Da parte plebea, influenzano il fumetto la tecnica dell’incisione su legno del Quattrocento (che consentì ampia diffusione dell’iconografia popolare) e le Images d’Epinal, tascabili fogli volanti a colori vivaci raffiguranti contenuti edificanti od umoristici. Padrini della nascita dell’arte dei balloon sono gli editori William Randolph Hearst e Joseph Pulitzer, che si contesero a suon di dollari l’estro dell’americano Richard Felton Outcault, papà di Yellow Kid e Buster Brown. Il primo di questi due personaggi viene indicato nel saggio “The Comics” di Coulton Waugh come l’eroe numero uno dei fumetti: un bambino giallo, cinico e repellente, che indossa un camicione sul quale appaiono, come su uno schermo, frasi volgari e in dialetto. Yellow Kid, alias Mickey Dugan, è il protagonista di “Hogan’s Alley”, strip sulla realtà turbolenta e pittoresca dell’omonimo slum newyorkese. Risulta una creatura laida, capace di mostrare la propria brutale vitalità e una forte predisposizione alla sovversione ed all’anarchia in vignette spesso convulse, iperaffollate, nonché costruite con grevità di dettagli.

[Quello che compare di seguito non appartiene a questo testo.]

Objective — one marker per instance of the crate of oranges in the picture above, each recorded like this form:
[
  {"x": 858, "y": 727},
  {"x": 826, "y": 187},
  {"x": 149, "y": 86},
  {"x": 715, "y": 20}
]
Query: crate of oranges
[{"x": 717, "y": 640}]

Buster Brown, ribattezzato in Italia Mimmo Mammolo, è un altro fanciullo birichino, d’estrazione sociale assai differente: rampollo di una famiglia della buona borghesia, sfoggia un aspetto tanto azzimato e bello da raggiungere la stucchevolezza. Tramite la complicità del bull-dog Tige (Medoro), si autogestisce ad una morale al contempo angelica e perfida. La figura paterna infatti è quasi sempre assente, mentre la leggiadra madre appare principalmente in qualità di giustiziera per punire il figlio in seguito a qualche monelleria. Se, grazie a Yellow Kid, Richard Felton Outcault s’immerse nello strato più miserabile del popolo americano, con Buster Brown diresse strali di polemica caustica all’insegna del livello più elevato del ceto medio statunitense. I suoi enfant terrible vivono in realtà antitetiche, ma entrambi contestano e provocano, imponendo alla società feroci riflessioni. Il disegno, nelle storie di Buster Brown, mostra molto più equilibrio fra pieni e vuoti; il tratto s’ammorbidisce e, perduta la frontalità fissa tipica degli abitanti di Hogan’s Alley, può anche indulgere in compiacimenti liberty.